The Carrizo Mountains primarily consist of igneous rocks that intruded Permian through Cretaceous marine strata. The most common igneous rock type is porphyritic hornblende diorite. Intrusive forms include laccoliths, stocks, sills, and dikes. Ages of the igneous rocks range from 70 to 74 million years.
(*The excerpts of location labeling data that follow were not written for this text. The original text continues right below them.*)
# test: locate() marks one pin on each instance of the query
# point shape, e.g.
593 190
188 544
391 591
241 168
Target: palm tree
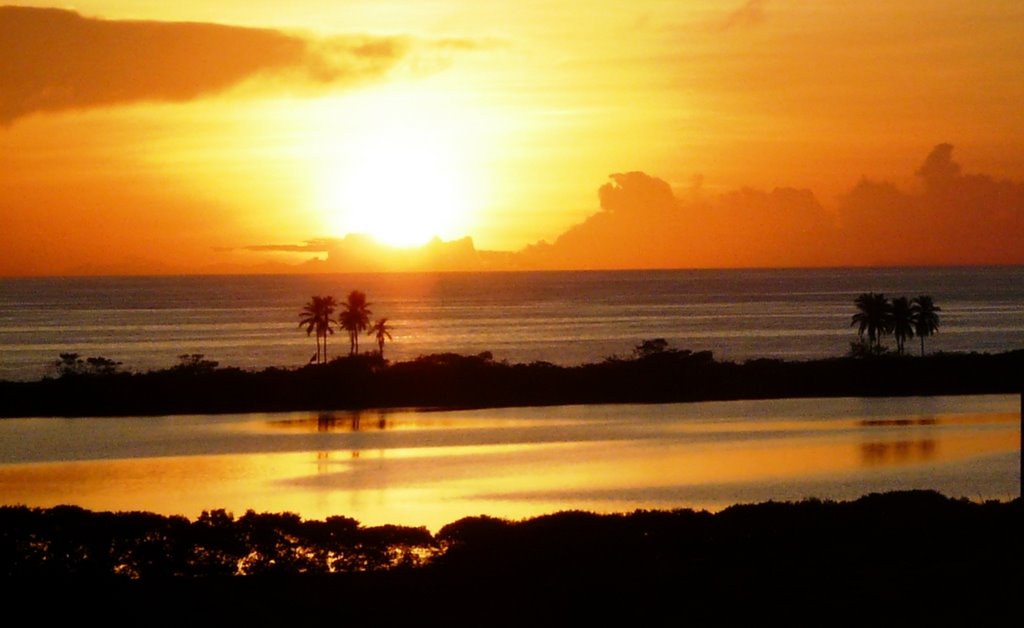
382 331
315 317
901 322
925 315
354 318
872 317
326 324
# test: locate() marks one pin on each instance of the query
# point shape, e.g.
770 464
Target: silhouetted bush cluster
915 530
71 541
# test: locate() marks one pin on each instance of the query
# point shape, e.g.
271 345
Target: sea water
563 318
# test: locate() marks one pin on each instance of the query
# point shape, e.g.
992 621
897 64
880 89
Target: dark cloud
53 59
752 13
955 218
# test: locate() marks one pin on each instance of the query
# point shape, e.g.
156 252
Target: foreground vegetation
653 374
914 554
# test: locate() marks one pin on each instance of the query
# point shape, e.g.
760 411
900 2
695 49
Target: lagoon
431 467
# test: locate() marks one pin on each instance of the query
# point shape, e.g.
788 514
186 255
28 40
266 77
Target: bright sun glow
397 168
Similar igneous-cored ranges of the Colorado Plateau, including the Henry Mountains, Abajo Mountains and La Sal Range, formed ca. 31 to 20 million years ago, making them distinctly younger than the late Cretaceous intrusions of the Carrizo Mountains. Radiometric ages of igneous intrusions in Sleeping Ute Mountain are essentially identical to those of the diorite intrusions in the Carrizos. Both the Carrizo Mountains and Sleeping Ute Mountain are located along the southwest extension of the Colorado Mineral Belt, a 250-mile long lineament characterized by igneous rocks associated with abundant ore deposits. Large ore deposits have not been found in the igneous rocks of the Carrizo Mountains, although small deposits of uranium, vanadium, copper and silver have been found in the sedimentary rocks of the Morrison Formation.